Ella se limita a menear la cabeza y responde:

—No lo sé.

En la mesilla de noche tiene un montón de regalos maravillosos. Un libro muy bonito de fotos que le ha regalado papá-padre. Un cuaderno de dibujo y lápices de mamá. Un osito de Agneta. Un enorme cerdo rosado de Eric. Y muñecas recortables con muchísimos vestidos de Mandy.

Josefina recibe incluso unas tijeras para que empiece a recortar. Pero no tiene ganas de jugar. Se sienta malhumorada y pasa las páginas del libro de fotos o sujeta sobre sus rodillas el cuaderno y los lápices, sin dibujar nada.

Hay un regalo más en la mesilla de noche. Todavía no lo ha abierto, pero no deja de pensar todo el tiempo en él. No sabe si se atreverá a abrirlo. Es de Anton Godmarsson.

—¿No quieres ver lo que te ha regalado Anton? —pregunta Mandy.

—Después —dice Josefina.

—Creo que deberías abrirlo. Anton no deja de preocuparse y de preguntar cómo estás.

—¿Ha llovido mientras he estado enferma, Mandy? —pregunta Josefina.

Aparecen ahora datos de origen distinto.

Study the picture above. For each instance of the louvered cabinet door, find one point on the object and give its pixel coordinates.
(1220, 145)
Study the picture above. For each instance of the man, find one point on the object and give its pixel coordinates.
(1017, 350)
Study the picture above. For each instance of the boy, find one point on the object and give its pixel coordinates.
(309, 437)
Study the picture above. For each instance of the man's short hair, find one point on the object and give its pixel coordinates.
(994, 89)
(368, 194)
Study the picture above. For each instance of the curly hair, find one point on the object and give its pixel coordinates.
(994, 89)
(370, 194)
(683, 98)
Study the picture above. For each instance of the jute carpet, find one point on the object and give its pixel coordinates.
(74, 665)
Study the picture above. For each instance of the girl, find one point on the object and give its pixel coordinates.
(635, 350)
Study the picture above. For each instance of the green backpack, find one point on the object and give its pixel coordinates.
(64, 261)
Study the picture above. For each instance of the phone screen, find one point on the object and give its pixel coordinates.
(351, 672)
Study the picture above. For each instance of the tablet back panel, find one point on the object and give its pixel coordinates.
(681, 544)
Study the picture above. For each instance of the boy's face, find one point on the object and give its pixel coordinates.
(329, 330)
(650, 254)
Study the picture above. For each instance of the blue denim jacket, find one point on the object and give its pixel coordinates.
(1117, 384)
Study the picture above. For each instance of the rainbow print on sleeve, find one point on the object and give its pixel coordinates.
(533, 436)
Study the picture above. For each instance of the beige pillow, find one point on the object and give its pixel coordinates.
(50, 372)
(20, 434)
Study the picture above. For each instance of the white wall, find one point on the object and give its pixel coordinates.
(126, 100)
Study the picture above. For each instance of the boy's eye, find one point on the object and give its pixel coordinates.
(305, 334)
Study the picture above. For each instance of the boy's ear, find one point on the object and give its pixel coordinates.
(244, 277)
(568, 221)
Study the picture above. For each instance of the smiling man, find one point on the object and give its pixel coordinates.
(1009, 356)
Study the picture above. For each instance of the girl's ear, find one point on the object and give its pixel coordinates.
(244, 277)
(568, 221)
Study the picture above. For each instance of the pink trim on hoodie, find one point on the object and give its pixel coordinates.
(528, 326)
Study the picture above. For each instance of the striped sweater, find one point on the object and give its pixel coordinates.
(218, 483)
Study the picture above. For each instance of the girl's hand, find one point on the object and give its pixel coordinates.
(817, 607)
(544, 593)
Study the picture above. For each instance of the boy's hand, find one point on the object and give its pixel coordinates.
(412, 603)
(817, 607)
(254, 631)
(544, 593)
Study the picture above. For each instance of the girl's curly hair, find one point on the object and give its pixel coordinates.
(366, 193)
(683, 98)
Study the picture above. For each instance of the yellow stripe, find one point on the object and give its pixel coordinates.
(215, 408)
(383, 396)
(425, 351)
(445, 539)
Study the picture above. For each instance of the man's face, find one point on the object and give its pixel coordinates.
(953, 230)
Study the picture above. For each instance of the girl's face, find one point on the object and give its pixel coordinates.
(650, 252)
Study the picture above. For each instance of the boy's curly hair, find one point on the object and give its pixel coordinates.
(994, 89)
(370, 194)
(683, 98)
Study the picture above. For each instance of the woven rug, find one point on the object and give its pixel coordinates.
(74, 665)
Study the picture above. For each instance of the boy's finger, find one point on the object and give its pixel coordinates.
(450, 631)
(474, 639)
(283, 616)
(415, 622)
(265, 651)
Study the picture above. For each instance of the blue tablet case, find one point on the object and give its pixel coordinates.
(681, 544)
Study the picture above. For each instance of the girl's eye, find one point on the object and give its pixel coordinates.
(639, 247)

—¡Oh, no, querida! Está todo seco y se ha echado a perder. Pero tú no tienes por qué preocuparte por eso. Ya verás cómo todo se arregla al final.

Josefina suspira. Mandy, sencillamente, no sabe lo que dice.

Cuando Josefina se queda sola, permanece durante un rato todo lo quieta que puede. Luego, decidiéndose, toma el regalo de Anton Godmarsson. Está envuelto en un grueso papel de color pardo. Lo abre con manos temblorosas.

Es un juego de marcadores de libros. Josefina los observa horrorizada. ¡Todos los marcadores de libros son ángeles, muchísimos ángeles, gordos, volando, o de pie o sentados en nubes algodonosas!

Cuando papá-padre entra en la habitación al cabo de un rato, se topa con una escena mitad cómica, mitad triste. Josefina se ha quedado dormida. Aún tiene en la mano unas tijeras y alrededor de ella están los ángeles descabezados. Ha cortado la cabeza de todos los ángeles.

El suelo está cubierto de rizadas cabezas de angelitos.